The list of sectors that attract investors ends with mining and especially lithium, where certain operations have been carried out by international investors this year. Such as the Canadian Lithium South Development Corporation (which closed its deposit purchase in Catamarca) or the Australian Peninsula mines (which invests in Salta).
5. The speech of many is over
Nike’s departure was a pandemic, and it was even announced in February 2020 that a deal had been struck with Mexican company Axo, which ended in vain a few weeks later due to the spread of the corovirus. For this reason, the recently announced sale to the Panama Group can not really be attributed to the emergence of multinational companies that began in 2020 and whose most resonant cases were the departure of Walmart, Falabella and Latam Airlines.

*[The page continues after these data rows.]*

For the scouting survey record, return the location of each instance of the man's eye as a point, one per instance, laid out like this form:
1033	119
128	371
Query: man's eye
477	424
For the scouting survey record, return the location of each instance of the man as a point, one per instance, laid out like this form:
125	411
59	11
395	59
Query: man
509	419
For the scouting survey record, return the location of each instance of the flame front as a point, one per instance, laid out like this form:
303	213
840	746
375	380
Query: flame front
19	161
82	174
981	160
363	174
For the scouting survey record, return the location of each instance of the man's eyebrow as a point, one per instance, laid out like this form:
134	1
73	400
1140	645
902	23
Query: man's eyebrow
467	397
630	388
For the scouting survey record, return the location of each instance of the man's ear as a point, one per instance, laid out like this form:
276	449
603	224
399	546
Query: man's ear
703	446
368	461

“I do not see the main decisions, but these are not the conditions that create this situation. In particular, those who had plans to leave have already fulfilled them and it is also not a good time to start the exit process. And we must also remember that we are at the door of a new election cycle. Those who have come so far can wait a little longer and speculate on the prospect of change. ” Explained in Lazard.
“The balance sheet of many companies is still good today and this is forcing multinational companies to reconsider why they should go abroad. “I do not dare to say that there is no call to leave the country, but it is clear that there is no call to leave at these prices,” Ronderos explained.